Brad’s mind, free-floating on the vast surface of the drowsy half-dream, was wonderfully receptive and immune from guilt. He could accept without wonder the enormity of his own dark potential and he could sense for the first time without fear and without shame the fullness of his submission to the ageless and lawless woman-child who held his head against her warm breasts and stroked his hair.

“Darling,” she said, “I’ve heard that Madelaine is quite wealthy. Is that so?”

“Yes. It’s so.”

“How much money does she have altogether, do you think?”

“I don’t know. About a million, I’d say.”

“A million dollars is quite a lot,” Maggie said.

“Yes, it is.”

“I wonder what it would be like to have a million dollars all your own.”

“I couldn’t say. I’ve never had a million.”

“You have some of the use of it, though. That’s almost as good.”

“Is it? I suppose it is.”

“It would be too bad to lose it after having it,” Maggie murmured, pressing his face firmly against her bare skin.

“Yes. It would.”

“I’d like very much to have some of the use of a million dollars. Do you think I may ever have? It seems almost too good to be possible.”

He didn’t answer. His senses were acute in the sustained half-dream.
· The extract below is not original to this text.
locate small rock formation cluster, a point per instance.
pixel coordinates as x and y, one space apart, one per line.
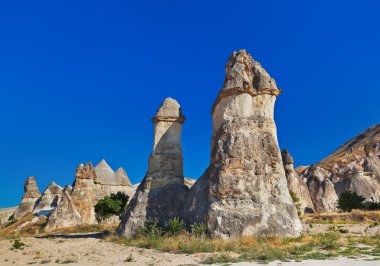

He could hear with stethoscopic clearness beneath flesh and bone the sure and steady beating of her heart. Her breasts rose and fell at last on a sigh.

“Darling,” she said, “we must go back now. The clock on the dash says almost twelve, and we must not become careless and indiscreet.”

13

Wanda, the Cannon maid, found Madelaine in the library, where she had gone to write checks for the monthly accounts.

“There’s a young man asking to see you,” Wanda said. “He says his name is Jensen.”

“Jensen?” Madelaine tapped her front teeth with the capped end of her pen and considered the name. “Am I supposed to know him?”

“He says not, but he says he’s got something important to tell you that you’ll be interested in hearing.”

“How odd. I can’t imagine what it could be.”

“Shall I send him away? To tell the truth, I don’t much like his looks. He’s not very clean, and he kept glaring at me as if I’d done something to make him angry.”

“Lots of young men nowadays are not very clean, Wanda, and lots of them are angry. Send him in here, please. I’ll see what he wants.”

Wanda left, registering disapproval, and a minute or two later Buddy Jensen, a stranger to Madelaine, came three steps into the room and stopped, looking around in turn at the shelves of books, an opaque projector on a table in a corner, a world globe that was also a lamp, and finally at Madelaine herself, who had turned sidewise to her desk in order to face him.

A slanting shaft of sunlight touched him where he stood, lighting his face and tousled hair and verifying Wanda’s observations that he was not very clean and looked angry. Madelaine thought, watching him, that he was surely deeply disturbed about something, and that he was, perhaps, not quite rational.Touched by madness, she thought, aware of uneasiness and pity as the hackneyed phrased passed through her mind.